Monday, October 21, 2013

Fawn Brodie's Richard Nixon: The Shaping of His Character 11

I finished Fawn Brodie's Richard Nixon: The Shaping of His Character.  On pages 513-514, Brodie states:

"Pat Nixon told Jessamyn West that in the early years Julie and Tricia could make their father laugh, and 'he could make them laugh.'  The fun, the laughter, what Pat described as 'the good times,' had long since disappeared in the relationship between Nixon and his wife.  But he did write her notes.  Dianne Sawyer, secretary in the White House, who accompanied the Nixons to San Clemente in their retirement and remained there until the memoirs were finished, has said that Nixon wrote many notes to Pat, which she was privileged to read, although she would not indicate the number or divulge the nature of the contents.  (She has taken 'a private oath' not to write or give interviews about her experience, at least while the Nixons are alive.)  Publication of these notes to Pat, or even a description of their feeling and content, may reveal a tenderness to Nixon which he has otherwise resolutely kept hidden.  In any case the very recourse to notewriting tells us more of the warping of Nixon's capacity for love."

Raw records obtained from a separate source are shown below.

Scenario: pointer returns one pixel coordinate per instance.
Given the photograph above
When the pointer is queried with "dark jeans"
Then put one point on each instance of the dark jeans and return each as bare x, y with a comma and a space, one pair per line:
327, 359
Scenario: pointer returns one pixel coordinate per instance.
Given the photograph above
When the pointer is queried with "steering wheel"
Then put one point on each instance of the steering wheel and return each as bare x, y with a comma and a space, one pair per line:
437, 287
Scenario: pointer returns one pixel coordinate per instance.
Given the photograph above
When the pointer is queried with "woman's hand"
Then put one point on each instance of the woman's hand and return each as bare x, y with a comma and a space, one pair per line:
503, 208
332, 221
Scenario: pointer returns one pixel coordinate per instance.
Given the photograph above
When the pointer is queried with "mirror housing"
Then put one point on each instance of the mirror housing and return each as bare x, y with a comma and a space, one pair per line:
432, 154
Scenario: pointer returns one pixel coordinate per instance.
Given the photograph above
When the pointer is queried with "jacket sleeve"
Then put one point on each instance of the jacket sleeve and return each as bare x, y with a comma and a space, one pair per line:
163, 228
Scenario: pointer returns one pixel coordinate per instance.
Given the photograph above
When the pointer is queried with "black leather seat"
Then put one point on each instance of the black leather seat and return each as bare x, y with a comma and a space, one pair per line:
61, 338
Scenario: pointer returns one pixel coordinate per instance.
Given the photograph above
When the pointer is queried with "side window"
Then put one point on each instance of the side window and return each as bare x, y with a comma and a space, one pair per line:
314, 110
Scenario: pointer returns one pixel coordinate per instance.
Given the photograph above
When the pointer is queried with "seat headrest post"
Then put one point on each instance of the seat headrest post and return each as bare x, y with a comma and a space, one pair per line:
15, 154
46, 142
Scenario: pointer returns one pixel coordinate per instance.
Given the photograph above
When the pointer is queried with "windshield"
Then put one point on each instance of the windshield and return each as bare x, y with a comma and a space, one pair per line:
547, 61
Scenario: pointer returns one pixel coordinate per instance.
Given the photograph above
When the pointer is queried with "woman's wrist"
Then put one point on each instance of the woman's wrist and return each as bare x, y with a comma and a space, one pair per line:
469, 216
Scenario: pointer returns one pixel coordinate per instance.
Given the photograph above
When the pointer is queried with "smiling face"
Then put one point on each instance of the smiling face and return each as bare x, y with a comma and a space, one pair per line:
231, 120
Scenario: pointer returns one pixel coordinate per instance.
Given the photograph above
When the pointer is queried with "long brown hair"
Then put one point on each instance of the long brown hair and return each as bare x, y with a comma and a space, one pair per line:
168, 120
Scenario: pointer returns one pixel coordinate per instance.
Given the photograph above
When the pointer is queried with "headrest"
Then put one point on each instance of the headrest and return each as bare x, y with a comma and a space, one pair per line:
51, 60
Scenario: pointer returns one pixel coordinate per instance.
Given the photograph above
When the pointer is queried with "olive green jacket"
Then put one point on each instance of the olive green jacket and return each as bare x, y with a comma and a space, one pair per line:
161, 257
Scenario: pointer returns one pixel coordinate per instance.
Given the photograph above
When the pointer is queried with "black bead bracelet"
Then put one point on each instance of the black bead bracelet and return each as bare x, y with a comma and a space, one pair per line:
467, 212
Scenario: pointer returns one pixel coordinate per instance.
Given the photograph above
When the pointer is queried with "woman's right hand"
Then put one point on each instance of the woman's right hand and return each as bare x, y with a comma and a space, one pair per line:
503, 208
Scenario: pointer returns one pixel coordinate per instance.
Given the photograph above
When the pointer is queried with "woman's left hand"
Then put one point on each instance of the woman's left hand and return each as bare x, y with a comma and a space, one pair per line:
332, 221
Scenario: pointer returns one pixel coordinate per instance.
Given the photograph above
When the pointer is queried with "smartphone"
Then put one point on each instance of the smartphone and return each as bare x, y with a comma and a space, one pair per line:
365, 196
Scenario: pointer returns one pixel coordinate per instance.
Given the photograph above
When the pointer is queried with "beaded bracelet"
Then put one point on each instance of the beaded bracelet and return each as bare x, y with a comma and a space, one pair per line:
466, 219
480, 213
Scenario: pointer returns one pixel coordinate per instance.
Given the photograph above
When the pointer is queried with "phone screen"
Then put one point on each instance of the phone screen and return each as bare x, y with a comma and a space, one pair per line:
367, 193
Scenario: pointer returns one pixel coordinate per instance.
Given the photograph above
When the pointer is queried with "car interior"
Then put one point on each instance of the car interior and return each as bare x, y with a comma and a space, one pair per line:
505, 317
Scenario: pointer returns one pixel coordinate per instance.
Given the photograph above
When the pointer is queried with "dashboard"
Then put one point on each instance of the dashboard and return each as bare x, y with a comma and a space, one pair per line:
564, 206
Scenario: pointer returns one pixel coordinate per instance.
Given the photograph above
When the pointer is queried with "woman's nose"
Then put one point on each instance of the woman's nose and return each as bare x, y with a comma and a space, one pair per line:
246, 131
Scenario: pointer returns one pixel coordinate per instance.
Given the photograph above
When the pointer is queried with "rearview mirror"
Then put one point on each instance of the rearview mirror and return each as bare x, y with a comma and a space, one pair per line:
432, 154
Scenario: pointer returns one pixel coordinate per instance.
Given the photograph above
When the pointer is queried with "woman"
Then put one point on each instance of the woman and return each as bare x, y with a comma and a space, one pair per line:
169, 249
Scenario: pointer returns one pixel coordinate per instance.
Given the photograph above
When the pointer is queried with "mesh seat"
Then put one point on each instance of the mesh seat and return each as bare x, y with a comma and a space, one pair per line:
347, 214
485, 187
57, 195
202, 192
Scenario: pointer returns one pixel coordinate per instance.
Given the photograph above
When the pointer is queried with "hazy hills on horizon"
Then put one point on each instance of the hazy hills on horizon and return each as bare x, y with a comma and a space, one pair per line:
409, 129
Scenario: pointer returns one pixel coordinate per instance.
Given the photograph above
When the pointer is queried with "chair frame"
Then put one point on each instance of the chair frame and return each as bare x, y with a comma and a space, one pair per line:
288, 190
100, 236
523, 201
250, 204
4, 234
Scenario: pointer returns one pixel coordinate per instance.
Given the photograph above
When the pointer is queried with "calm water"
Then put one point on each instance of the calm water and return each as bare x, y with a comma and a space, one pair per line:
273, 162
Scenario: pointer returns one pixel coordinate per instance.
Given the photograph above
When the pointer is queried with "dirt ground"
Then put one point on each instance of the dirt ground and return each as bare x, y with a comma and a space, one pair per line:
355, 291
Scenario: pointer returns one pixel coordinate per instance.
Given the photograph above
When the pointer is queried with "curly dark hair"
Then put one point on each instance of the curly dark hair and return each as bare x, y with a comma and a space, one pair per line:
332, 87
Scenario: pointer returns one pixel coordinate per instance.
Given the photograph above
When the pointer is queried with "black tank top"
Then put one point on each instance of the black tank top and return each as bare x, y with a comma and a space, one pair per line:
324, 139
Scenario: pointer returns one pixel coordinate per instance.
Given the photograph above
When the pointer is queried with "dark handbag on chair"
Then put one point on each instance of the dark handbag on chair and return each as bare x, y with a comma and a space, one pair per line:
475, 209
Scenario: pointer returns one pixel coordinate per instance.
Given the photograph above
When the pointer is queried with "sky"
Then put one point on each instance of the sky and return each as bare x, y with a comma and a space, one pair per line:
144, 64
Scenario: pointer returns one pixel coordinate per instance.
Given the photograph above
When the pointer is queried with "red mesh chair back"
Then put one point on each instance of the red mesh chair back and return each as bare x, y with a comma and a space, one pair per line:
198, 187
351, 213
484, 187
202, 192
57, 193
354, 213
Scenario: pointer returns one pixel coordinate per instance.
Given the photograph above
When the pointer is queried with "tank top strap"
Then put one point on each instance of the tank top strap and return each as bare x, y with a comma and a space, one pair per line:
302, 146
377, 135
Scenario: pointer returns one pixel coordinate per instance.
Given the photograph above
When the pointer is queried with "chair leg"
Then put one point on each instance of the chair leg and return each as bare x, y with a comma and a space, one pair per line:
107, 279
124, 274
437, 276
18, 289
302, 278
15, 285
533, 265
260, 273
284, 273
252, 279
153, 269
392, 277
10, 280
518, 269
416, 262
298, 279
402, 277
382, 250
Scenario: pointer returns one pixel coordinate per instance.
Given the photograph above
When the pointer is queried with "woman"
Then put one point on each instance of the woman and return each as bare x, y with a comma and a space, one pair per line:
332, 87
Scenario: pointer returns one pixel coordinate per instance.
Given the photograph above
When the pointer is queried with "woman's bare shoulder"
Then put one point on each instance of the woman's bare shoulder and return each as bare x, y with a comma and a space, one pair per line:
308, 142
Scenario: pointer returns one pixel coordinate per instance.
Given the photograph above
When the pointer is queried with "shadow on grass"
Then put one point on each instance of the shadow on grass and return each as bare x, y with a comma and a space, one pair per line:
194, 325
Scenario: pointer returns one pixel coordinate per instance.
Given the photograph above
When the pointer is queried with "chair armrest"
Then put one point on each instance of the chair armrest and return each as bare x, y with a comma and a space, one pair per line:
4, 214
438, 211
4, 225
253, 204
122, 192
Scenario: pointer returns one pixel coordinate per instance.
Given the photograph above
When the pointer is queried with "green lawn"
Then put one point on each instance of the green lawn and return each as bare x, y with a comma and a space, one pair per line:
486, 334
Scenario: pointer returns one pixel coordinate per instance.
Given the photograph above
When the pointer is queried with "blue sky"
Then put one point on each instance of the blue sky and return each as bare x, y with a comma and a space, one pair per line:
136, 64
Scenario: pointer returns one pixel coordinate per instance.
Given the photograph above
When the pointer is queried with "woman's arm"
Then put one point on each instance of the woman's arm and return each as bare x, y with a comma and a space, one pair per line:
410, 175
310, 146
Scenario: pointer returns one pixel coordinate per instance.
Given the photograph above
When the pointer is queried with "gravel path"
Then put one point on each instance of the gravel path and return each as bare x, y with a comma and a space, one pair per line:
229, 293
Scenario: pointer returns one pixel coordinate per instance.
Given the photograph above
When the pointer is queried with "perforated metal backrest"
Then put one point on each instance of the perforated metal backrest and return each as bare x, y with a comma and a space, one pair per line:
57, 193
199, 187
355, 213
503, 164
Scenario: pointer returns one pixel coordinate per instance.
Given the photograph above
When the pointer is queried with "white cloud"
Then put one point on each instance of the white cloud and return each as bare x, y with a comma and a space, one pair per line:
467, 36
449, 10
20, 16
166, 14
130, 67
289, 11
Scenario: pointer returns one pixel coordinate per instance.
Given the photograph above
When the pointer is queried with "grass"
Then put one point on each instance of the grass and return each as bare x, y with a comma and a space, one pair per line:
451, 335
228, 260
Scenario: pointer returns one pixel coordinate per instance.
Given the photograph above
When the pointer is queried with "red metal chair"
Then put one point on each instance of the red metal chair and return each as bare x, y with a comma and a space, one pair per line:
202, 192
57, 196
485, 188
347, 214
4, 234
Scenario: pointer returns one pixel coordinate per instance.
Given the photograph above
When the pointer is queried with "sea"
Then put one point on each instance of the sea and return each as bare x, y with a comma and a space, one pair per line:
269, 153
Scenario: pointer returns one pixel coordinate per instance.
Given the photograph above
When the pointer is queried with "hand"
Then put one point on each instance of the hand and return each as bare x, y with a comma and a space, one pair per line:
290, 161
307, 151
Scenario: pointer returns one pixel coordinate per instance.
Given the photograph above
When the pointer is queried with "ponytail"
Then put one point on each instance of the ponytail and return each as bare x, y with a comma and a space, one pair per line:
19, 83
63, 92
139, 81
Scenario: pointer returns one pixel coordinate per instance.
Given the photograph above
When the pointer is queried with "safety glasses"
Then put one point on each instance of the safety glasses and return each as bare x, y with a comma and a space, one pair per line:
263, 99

One thing that this passage tells me is that nobody can write a fully-orbed biography of another human being.  Fawn Brodie, with all of her speculations about the psychology of Richard Nixon, cannot capture the full man.  Nixon, after all, wrote many letters to Pat.  Brodie may call that "the warping of Nixon's capacity for love", but the fact that he wrote letters to his wife may indicate that he did care about her, even though Brodie tells story after story about how that may not have been the case.

Now that Richard and Pat Nixon are dead, I wonder how much Diane Sawyer has chosen to talk about her time working for Nixon.  You can read here her responses to the Broadway play, Frost/Nixon, which later was made into a movie.  Someone played her in that.  Also, if I'm not mistaken, ABC News not long ago did a story on Nixon's love letters to Pat when they were courting.  As far as I can remember, though, Diane Sawyer did not give any indication that she knew much about the topic of Nixon's letters to Pat.  Perhaps she didn't think that was the time or the place for that!

Now for my overall impressions of Brodie's book: it was all right.  I didn't read anything earth-shakingly surprising.  I'm not sure if any anti-Nixon book can surpass Anthony Summers' The Arrogance of Power!  Summers drew from Brodie's work and even recommended it, but he had a lot more stories than she did.  Brodie's book has had a mixed reputation: it has been lauded for its interviews, but it has been criticized for its psychological speculations, and also for some of the negative things that it says about Nixon.  One criticism that I have read is that Brodie implies that Nixon had a homosexual relationship with his friend, Bebe Rebozo.  But she did not say that explicitly.  She simply said that they were friends, and that Nixon did not want people to think that he had a homosexual relationship with Rebozo.  She also mentions some of the homophobic things that Nixon had said.  I guess one can draw his or her own conclusions from that, but Brodie did not go as far as, say, Don Fulsom, who told about a lady who saw Nixon and Rebozo holding hands under the table.

Overall, I did find Brodie to be a good writer, and sometime in the future I may read her biography of Thaddeus Stevens, the radical Republican who was played by Tommy Lee Jones in the movie Lincoln.